Warum ich nicht von Männern rede? Weil die „Shades of Grey“ nahezu ausschließlich von Frauen gelesen werden. Warum das so ist? Eine Antwort könnte sein, weil Frauen Kitschromane mit Erotik-Sahnehäubchen lieben gelernt haben. Eine andere gibt SECRET:
Besonders Frauen genießen es, wenn sie die Führung abgeben können – drei Viertel sind gerne devot und nur 38 Prozent schlüpfen (auch) in die dominante Rolle. Da passt es gut, dass der Großteil der Männer (73 %) gerne den dominanten Part übernimmt und sich nur 29 Prozent mit dem devoten identifizieren können. Jede dritte Frau erlebt Schmerzen als lustvoll (Männer 12 %) und 39 Prozent der Männer (Frauen 13 %) regt es an, wenn sie ihm zu Willen ist. Die Spannung aus Macht und Ausgeliefertsein ist es vor allem, was die meisten an BDSM besonders aufregend finden (79 % Frauen, 60 % Männer).
Für sehr wahrscheinlich halte ich das letzte Zahlenpaar (Spannung und Machtgefälle erregend finden), bei den anderen wage ich, Bedenken anzumelden, weil möglicherweise Geschlechterklischees in die Befragung eingeflossen sind.

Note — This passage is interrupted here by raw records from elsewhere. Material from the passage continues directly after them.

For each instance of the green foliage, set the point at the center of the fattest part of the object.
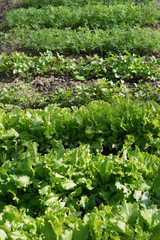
(23, 96)
(114, 67)
(39, 3)
(73, 194)
(98, 16)
(138, 40)
(101, 125)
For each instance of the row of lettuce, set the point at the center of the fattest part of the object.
(94, 16)
(74, 29)
(89, 173)
(114, 67)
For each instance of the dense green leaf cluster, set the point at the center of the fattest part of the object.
(98, 16)
(81, 192)
(99, 124)
(114, 67)
(135, 40)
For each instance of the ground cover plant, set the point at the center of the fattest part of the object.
(98, 16)
(135, 40)
(83, 163)
(114, 67)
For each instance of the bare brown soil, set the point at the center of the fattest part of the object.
(46, 84)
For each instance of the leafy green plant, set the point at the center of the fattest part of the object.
(138, 40)
(98, 16)
(39, 3)
(114, 67)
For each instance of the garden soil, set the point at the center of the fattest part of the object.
(46, 84)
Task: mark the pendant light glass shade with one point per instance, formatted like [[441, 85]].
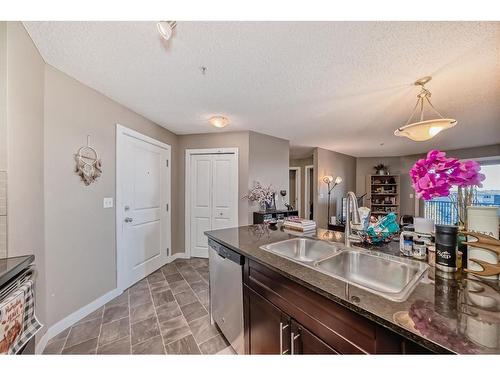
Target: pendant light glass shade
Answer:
[[424, 130]]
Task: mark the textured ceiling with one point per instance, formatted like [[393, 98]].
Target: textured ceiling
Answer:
[[343, 86]]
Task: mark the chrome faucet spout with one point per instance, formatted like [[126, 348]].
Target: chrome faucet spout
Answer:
[[352, 214]]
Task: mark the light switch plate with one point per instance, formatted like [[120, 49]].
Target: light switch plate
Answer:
[[107, 203]]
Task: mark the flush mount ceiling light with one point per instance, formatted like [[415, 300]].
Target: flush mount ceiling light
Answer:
[[219, 121], [166, 28], [424, 130]]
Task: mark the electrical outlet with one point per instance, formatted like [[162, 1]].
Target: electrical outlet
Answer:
[[107, 203]]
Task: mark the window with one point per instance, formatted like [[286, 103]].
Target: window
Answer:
[[443, 211]]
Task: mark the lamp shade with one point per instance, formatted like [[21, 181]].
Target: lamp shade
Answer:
[[328, 179], [425, 130]]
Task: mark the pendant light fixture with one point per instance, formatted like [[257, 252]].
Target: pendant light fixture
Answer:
[[424, 130], [219, 121], [166, 28]]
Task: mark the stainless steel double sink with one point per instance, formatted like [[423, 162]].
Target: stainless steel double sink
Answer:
[[389, 276]]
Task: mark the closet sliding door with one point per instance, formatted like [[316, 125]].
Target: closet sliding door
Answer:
[[213, 197]]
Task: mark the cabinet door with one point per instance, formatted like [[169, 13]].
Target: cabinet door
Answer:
[[268, 328], [303, 341]]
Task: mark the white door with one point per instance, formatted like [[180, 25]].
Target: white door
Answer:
[[144, 205], [213, 197]]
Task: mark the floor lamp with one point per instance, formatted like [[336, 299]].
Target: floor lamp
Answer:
[[331, 185]]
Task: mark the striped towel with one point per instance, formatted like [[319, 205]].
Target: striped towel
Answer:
[[18, 323]]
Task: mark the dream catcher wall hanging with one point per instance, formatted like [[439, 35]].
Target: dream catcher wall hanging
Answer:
[[88, 164]]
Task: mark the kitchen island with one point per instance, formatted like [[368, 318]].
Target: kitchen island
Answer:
[[284, 301]]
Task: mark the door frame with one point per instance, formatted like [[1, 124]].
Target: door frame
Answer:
[[306, 188], [187, 190], [298, 189], [121, 133]]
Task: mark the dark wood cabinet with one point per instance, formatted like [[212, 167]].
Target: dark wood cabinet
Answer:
[[269, 327], [303, 341], [282, 316]]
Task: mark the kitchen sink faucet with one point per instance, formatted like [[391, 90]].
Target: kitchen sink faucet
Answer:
[[352, 210]]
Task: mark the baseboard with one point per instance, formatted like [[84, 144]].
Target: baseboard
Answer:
[[75, 317], [84, 311], [179, 256]]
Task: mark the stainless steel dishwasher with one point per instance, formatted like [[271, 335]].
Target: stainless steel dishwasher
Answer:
[[226, 293]]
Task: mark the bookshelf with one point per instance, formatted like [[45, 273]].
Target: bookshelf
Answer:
[[383, 194]]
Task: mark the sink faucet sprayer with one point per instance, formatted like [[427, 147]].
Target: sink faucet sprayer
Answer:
[[352, 210]]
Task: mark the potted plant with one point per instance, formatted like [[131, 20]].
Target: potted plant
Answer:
[[381, 169], [436, 175], [265, 196]]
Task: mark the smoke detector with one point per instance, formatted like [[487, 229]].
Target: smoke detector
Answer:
[[166, 28]]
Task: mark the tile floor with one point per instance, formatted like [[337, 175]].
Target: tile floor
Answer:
[[165, 313]]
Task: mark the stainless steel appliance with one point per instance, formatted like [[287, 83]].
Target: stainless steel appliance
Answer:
[[226, 293]]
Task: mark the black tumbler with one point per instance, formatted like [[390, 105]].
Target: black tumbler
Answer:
[[446, 247]]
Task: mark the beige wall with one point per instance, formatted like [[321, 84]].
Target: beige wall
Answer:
[[239, 140], [402, 164], [24, 110], [80, 234], [3, 139], [302, 163], [335, 164], [268, 164]]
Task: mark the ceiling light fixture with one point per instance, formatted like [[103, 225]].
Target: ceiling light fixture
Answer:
[[424, 130], [166, 28], [219, 121]]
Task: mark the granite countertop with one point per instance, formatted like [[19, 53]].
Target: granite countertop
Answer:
[[455, 313], [10, 267]]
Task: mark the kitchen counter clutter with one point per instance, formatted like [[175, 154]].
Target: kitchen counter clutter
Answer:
[[445, 313]]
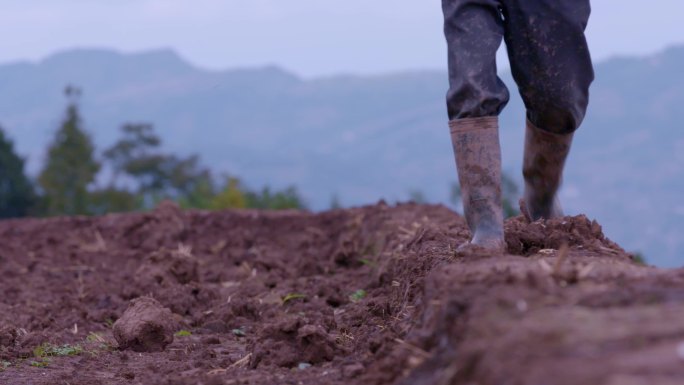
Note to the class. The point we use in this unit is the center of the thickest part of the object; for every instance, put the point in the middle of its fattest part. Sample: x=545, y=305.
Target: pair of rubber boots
x=478, y=160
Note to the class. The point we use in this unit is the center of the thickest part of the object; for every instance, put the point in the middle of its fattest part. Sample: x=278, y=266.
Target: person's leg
x=551, y=64
x=474, y=31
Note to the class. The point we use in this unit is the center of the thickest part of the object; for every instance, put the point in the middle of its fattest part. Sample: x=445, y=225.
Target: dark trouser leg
x=551, y=64
x=474, y=31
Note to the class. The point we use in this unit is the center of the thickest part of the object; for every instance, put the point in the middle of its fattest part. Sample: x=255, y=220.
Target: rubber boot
x=543, y=163
x=478, y=161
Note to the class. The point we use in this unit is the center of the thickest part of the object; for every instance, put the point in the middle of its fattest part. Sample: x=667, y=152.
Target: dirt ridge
x=370, y=295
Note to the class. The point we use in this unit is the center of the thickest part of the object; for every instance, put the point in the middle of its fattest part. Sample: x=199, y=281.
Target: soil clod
x=146, y=326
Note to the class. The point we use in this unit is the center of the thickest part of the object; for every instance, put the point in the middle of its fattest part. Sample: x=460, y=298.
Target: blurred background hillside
x=298, y=134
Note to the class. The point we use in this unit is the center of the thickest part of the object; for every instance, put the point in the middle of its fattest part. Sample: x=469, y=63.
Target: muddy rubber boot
x=543, y=163
x=478, y=161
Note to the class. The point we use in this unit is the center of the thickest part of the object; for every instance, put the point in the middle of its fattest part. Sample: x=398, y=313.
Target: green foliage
x=41, y=363
x=70, y=167
x=49, y=350
x=293, y=296
x=358, y=295
x=231, y=196
x=417, y=196
x=182, y=333
x=278, y=200
x=17, y=196
x=112, y=200
x=639, y=258
x=335, y=202
x=136, y=159
x=141, y=176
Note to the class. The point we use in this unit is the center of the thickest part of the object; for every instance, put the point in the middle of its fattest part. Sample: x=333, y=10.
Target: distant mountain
x=367, y=137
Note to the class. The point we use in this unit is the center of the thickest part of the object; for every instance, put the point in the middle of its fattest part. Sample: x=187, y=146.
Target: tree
x=17, y=195
x=278, y=200
x=137, y=162
x=70, y=167
x=231, y=197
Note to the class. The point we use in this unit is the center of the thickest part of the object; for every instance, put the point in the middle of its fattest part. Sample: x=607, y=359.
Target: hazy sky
x=309, y=37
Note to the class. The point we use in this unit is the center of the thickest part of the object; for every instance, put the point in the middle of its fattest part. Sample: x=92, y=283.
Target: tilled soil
x=372, y=295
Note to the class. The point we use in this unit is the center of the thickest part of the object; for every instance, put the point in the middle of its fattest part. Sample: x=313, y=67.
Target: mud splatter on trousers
x=549, y=57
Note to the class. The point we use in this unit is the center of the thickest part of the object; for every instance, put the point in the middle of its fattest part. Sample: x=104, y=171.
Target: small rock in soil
x=8, y=336
x=146, y=326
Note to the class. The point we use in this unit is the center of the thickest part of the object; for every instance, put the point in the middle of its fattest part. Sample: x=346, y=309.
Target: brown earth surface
x=372, y=295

Fragwürdige Begrifflichkeit: BDSM
Lassen Sie mich bitte noch dies ergänzen: BDSM ist eine Art „Markenzeichen“, das nur von der einschlägigen Szene genutzt wird und das als Begriff reichlich angejahrt wirkt. Die meisten Paare, die Rollenspiele praktizieren, bewegen sich außerhalb der Szene – und das ist im Allgemeinen auch gut so, weil das Liebesleben Privatsache ist.
Damit SECRET nicht übergangen wird: Manche Paare finden sich tatsächlich über Casual Dating Seiten, weil „sie außerhalb des Internets keinen Partner für BDSM finden“. Ich muss aber nachdrücklich davor warnen, einer dominanten Frau oder einem dominanten Mann zu sehr zu vertrauen und rate: Führen Sie ein langes, ausführliches Vorgespräch und lassen Sie sich nicht auf die „Bedingungen“ von Ms. oder Ms. Grey ein. Bedenken Sie dabei vor allem: Wenn Sie erst einmal gefesselt sind, können sie nicht mehr fliehen.
Hinweis: Dieser Artikel wurde unter Verwendung von Pressematerial des Internet-Unternehmens SECRET erstellt.